Como o tema já caiu em concursos:
Prova: MPE-GO – 2016 – MPE-GO – Promotor de Justiça Substituto
No que se refere às funções constitucionalmente conferidas às guardas municipais, indique a assertiva que encontra arrimo na jurisprudência dominante do Supremo Tribunal Federal:
Alternativas
A)Configura flagrante inconstitucionalidade a previsão, em lei infraconstitucional, de atribuição da guarda municipal para exercer a fiscalização e o controle do trânsito, em qualquer hipótese. A guarda municipal, segundo expressa disposição constitucional, volta-se para a proteção de bens, serviços e equipamentos municipais, não podendo, em razão disso, ter suas atribuições alargadas para questões de trânsito, por absoluta falta de previsão na Constituição Federal.
B)É constitucional a lei local que confira às guardas municipais o exercício de poder de polícia de trânsito, inclusive com a imposição de sanções administrativas legalmente previstas, observada, sempre, a esfera de atuação do Município, delimitada pelo Código de Trânsito Brasileiro.
C)Pode a lei local atribuir às aguardas municipais funções de fiscalização do trânsito.

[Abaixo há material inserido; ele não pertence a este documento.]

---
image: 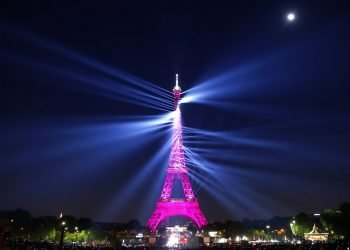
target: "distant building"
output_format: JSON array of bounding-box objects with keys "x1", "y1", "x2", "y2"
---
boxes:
[{"x1": 304, "y1": 224, "x2": 328, "y2": 241}]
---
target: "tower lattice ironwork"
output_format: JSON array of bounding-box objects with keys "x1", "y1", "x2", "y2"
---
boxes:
[{"x1": 147, "y1": 74, "x2": 208, "y2": 232}]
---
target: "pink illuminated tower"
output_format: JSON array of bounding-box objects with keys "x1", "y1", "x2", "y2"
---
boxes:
[{"x1": 147, "y1": 74, "x2": 208, "y2": 232}]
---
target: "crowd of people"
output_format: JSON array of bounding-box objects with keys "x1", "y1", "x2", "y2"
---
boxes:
[
  {"x1": 208, "y1": 240, "x2": 350, "y2": 249},
  {"x1": 1, "y1": 239, "x2": 350, "y2": 250},
  {"x1": 2, "y1": 241, "x2": 114, "y2": 250}
]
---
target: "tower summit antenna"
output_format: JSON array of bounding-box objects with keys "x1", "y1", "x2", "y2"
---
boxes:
[
  {"x1": 176, "y1": 73, "x2": 179, "y2": 88},
  {"x1": 173, "y1": 73, "x2": 181, "y2": 102},
  {"x1": 174, "y1": 73, "x2": 181, "y2": 91}
]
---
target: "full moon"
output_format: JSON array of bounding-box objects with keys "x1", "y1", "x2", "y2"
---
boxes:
[{"x1": 287, "y1": 12, "x2": 295, "y2": 21}]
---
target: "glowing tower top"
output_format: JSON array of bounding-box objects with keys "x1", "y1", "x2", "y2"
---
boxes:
[{"x1": 173, "y1": 74, "x2": 181, "y2": 105}]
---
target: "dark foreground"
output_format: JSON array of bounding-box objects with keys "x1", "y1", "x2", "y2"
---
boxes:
[{"x1": 2, "y1": 240, "x2": 350, "y2": 250}]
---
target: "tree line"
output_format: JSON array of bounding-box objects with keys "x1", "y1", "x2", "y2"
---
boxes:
[{"x1": 0, "y1": 202, "x2": 349, "y2": 243}]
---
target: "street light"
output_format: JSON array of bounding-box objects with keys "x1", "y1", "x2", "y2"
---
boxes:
[
  {"x1": 59, "y1": 221, "x2": 66, "y2": 249},
  {"x1": 266, "y1": 225, "x2": 271, "y2": 241},
  {"x1": 290, "y1": 220, "x2": 296, "y2": 236},
  {"x1": 313, "y1": 213, "x2": 321, "y2": 228}
]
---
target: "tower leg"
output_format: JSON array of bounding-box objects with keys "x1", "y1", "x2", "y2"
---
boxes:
[{"x1": 147, "y1": 200, "x2": 208, "y2": 232}]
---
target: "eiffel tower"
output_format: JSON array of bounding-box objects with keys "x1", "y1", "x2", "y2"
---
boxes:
[{"x1": 147, "y1": 74, "x2": 207, "y2": 232}]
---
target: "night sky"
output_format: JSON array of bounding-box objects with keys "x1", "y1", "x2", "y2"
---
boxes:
[{"x1": 1, "y1": 1, "x2": 350, "y2": 224}]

O Supremo Tribunal Federal assentou que fiscalizar trânsito constitui atividade nitidamente voltada para a segurança pública, e a sua realização somente poderia ser concretizada pela guarda municipal desde que observada a finalidade constitucional da instituição de proteger bens, serviços e equipamentos municipais.
D)Por se tratar de matéria de competência legislativa da União, não poderá a lei local conferir às guardas municipais funções de fiscalização do trânsito, ainda que essa atribuição esteja restrita à proteção de bens, serviços e equipamentos municipais.